若くして亡くなったこの諫早出身の芥川賞作家のことは本屋でこの本をたまたま手にとって初めて知った。
亡くなられた後に作家のお兄さんから古本屋を撮影した膨大な量の写真を譲り受けた岡崎武志さんがまわりの古本屋や野呂邦暢さんの文学が好きな人たちと一緒に出版した2500冊限定の写真集は瞬く間に売り切れ、今や古本市場では高値で取引されるまでになる。
そして昨年末に待望の文庫化となったのがこれ。↓
素人の撮ったピンボケの写真のクオリティは別にすごくない。
それでも70年代に、東京の神保町や早稲田の古本屋さんがどんなに栄えていたか、この夭折の作家がどれほどその空気を愛したかがよく分かる。

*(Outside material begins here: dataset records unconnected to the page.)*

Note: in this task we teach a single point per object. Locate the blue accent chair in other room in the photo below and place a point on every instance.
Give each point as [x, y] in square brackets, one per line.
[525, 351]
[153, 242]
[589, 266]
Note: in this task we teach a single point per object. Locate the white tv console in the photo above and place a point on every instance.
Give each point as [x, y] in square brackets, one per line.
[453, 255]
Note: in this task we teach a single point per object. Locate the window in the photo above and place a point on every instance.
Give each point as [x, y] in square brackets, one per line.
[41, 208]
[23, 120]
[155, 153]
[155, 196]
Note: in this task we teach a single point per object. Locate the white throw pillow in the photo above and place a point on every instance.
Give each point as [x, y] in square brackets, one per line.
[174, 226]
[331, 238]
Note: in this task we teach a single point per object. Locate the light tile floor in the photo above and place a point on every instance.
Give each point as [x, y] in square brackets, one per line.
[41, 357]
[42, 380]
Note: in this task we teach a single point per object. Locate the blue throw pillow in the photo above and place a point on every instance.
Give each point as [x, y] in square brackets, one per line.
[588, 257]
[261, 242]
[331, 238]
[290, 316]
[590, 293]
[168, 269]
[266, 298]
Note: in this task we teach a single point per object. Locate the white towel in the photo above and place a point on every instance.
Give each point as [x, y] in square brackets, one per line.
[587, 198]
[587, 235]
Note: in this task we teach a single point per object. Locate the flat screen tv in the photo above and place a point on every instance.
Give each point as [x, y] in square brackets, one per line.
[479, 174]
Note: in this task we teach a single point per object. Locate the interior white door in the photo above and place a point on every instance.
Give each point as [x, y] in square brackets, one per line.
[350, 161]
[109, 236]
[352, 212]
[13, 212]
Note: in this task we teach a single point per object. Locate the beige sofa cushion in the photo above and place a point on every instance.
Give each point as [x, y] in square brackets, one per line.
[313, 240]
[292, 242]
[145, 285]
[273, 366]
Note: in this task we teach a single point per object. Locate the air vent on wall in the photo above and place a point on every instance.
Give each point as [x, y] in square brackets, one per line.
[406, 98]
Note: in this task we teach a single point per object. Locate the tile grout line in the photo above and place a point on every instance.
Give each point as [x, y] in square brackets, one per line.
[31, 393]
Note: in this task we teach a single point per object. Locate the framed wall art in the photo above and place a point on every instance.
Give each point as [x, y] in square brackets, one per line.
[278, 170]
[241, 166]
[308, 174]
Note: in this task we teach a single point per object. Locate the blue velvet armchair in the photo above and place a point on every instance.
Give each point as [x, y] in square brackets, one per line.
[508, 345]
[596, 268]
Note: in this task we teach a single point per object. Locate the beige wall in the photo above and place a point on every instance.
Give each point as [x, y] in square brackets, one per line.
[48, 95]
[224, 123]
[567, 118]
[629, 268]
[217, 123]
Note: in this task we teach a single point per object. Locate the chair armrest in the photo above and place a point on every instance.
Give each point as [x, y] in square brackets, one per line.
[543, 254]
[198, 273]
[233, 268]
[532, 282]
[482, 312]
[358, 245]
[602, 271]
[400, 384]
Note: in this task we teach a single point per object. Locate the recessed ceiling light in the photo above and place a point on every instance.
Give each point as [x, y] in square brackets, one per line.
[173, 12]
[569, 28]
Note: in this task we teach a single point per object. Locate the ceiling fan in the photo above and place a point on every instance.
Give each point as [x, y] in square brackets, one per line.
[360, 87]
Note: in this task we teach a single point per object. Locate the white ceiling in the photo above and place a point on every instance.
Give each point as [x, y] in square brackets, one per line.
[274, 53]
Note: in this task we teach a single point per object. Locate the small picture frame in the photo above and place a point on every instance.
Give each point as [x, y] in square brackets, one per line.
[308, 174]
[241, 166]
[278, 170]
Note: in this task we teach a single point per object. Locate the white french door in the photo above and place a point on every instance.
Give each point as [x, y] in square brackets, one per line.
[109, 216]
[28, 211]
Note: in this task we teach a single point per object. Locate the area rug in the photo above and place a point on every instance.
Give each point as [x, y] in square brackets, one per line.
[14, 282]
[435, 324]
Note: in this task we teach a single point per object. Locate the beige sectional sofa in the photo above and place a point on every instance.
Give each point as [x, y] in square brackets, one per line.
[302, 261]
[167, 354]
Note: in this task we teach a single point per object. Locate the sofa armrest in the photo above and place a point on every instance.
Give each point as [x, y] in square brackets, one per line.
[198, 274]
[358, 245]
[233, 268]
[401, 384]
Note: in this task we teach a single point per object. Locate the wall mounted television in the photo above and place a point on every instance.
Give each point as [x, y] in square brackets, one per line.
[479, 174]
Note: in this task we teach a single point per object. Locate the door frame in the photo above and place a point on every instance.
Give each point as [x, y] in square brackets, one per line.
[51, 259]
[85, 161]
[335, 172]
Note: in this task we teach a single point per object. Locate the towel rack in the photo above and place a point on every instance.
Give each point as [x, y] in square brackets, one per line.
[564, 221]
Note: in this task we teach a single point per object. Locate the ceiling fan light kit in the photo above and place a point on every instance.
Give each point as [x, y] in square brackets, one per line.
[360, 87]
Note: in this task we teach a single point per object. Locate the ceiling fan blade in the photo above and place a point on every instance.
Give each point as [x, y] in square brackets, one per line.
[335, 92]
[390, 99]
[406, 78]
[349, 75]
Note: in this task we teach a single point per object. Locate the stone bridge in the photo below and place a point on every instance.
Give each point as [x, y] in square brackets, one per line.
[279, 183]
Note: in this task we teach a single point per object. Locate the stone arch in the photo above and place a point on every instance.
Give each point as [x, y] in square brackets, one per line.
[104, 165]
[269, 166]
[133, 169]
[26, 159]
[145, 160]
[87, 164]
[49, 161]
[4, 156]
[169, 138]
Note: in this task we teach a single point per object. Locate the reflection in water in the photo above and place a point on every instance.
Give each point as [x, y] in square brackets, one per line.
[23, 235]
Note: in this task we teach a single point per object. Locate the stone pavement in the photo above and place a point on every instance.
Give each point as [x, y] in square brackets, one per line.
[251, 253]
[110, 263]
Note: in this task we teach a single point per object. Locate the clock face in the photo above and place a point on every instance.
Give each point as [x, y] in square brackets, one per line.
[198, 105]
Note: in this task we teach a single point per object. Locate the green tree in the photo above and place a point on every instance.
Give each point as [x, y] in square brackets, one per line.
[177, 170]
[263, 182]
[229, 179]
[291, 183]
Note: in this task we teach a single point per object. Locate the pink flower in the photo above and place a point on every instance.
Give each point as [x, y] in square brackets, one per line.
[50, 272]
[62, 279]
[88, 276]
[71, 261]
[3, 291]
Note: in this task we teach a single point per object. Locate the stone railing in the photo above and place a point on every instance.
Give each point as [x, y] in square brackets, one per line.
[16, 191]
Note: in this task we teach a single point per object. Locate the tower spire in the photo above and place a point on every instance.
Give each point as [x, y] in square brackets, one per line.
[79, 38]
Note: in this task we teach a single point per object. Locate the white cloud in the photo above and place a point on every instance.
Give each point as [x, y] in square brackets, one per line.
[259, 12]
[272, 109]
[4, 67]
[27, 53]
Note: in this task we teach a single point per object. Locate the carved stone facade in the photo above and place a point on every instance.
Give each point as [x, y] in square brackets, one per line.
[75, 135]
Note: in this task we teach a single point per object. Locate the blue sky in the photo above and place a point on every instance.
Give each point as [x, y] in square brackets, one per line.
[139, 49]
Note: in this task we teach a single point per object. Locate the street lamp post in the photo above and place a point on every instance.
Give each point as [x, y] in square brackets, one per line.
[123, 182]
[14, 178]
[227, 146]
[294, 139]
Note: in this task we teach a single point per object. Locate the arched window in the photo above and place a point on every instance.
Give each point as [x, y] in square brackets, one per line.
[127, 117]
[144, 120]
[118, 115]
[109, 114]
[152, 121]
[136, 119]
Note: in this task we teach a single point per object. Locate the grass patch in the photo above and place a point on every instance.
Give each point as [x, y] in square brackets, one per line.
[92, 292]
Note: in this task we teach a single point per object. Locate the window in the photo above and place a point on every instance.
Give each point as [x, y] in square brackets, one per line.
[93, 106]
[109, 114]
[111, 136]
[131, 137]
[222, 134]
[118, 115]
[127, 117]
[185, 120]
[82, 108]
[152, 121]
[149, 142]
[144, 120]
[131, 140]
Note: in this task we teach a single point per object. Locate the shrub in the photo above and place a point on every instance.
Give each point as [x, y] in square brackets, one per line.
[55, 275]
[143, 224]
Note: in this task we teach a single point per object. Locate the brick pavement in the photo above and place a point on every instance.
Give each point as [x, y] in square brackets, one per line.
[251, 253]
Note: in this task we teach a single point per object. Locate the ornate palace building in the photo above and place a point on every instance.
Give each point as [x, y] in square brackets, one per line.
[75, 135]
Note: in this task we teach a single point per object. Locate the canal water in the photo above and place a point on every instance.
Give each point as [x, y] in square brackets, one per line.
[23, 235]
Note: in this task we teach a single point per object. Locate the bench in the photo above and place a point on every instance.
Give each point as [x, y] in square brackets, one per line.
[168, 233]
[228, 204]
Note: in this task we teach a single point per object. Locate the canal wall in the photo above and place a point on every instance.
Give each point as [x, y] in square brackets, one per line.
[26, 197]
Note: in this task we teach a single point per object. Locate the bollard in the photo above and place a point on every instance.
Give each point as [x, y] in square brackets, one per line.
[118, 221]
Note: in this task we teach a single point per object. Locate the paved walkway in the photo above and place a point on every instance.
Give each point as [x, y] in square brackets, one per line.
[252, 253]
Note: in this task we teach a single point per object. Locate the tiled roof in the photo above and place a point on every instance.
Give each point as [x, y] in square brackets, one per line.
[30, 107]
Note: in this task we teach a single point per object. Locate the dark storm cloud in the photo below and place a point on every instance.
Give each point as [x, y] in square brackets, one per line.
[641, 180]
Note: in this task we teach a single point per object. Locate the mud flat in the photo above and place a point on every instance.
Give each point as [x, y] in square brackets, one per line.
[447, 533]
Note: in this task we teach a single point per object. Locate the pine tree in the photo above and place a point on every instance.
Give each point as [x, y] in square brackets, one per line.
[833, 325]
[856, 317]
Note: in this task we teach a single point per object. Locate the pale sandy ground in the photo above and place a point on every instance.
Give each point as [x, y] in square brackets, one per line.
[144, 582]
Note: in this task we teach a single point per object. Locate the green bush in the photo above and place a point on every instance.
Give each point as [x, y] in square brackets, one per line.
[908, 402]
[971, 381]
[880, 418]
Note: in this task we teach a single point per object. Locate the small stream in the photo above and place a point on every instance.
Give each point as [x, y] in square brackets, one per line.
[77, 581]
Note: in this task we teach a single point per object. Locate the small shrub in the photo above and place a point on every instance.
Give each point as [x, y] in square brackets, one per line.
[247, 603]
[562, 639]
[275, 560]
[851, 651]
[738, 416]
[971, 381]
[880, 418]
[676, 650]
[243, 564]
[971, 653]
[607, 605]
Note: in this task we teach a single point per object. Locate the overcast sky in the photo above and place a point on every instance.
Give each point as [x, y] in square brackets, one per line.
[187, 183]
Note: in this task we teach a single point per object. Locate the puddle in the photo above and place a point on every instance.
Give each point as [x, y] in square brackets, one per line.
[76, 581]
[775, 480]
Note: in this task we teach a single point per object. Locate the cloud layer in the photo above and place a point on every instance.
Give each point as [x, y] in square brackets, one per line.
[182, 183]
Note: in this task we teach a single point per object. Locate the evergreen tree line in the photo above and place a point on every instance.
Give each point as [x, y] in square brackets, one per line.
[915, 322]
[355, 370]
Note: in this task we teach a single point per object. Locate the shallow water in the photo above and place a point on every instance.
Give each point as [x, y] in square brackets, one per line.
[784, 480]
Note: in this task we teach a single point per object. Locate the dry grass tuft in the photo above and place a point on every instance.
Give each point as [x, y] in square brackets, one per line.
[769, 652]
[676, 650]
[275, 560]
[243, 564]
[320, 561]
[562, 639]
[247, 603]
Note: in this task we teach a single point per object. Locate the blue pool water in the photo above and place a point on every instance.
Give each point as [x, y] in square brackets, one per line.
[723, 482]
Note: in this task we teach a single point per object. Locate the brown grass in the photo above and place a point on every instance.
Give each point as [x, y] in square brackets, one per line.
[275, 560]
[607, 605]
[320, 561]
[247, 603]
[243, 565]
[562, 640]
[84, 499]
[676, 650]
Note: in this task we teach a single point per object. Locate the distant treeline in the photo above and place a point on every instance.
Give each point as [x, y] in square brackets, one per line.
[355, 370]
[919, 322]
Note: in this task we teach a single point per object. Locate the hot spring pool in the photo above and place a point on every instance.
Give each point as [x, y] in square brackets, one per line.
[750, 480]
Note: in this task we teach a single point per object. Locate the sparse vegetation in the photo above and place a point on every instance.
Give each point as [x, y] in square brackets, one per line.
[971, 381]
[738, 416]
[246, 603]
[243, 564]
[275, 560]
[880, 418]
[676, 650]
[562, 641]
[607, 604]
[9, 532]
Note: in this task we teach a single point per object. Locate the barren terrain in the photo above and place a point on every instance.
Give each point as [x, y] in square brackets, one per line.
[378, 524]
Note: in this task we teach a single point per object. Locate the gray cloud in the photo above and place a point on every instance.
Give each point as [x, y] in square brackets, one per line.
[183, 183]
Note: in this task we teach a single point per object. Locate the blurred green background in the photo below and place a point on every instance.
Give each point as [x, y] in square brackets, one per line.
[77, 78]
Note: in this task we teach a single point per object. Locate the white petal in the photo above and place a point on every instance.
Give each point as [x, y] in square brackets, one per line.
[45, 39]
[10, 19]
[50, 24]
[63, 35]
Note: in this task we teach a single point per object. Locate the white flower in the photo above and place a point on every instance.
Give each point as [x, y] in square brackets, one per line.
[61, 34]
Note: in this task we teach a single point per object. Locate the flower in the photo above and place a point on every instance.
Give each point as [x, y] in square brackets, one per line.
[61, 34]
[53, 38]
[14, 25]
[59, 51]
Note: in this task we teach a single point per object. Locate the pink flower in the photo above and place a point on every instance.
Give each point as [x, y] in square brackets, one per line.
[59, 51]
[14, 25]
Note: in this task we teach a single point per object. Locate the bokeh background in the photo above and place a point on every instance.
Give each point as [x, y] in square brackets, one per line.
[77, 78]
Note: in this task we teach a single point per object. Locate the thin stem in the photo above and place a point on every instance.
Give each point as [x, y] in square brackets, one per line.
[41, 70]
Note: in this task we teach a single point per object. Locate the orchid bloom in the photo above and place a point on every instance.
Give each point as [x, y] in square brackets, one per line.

また古本屋や本にまつわる短いエッセイが何遍か収録されいるけれど、そのドラマがどれも味わい深い。
この人は文学を通じて人と繋がりたかった人だったのだろうなぁと思った。
当時の野呂氏を含む若者たちが文学や社会科学、音楽を語り合う熱量が時を経てもじんわり熱く伝わってくるエッセイでした。
もしかしたら私が若い頃に働いていたのが神保町だったから贔屓目もあるのかもしれないと気を引き締めて?読みましたが、どう考えても本好きにはたまらない一冊だと思う。
あ、余談ですが岡崎武志の「女子の古本屋」もすごくおススメです。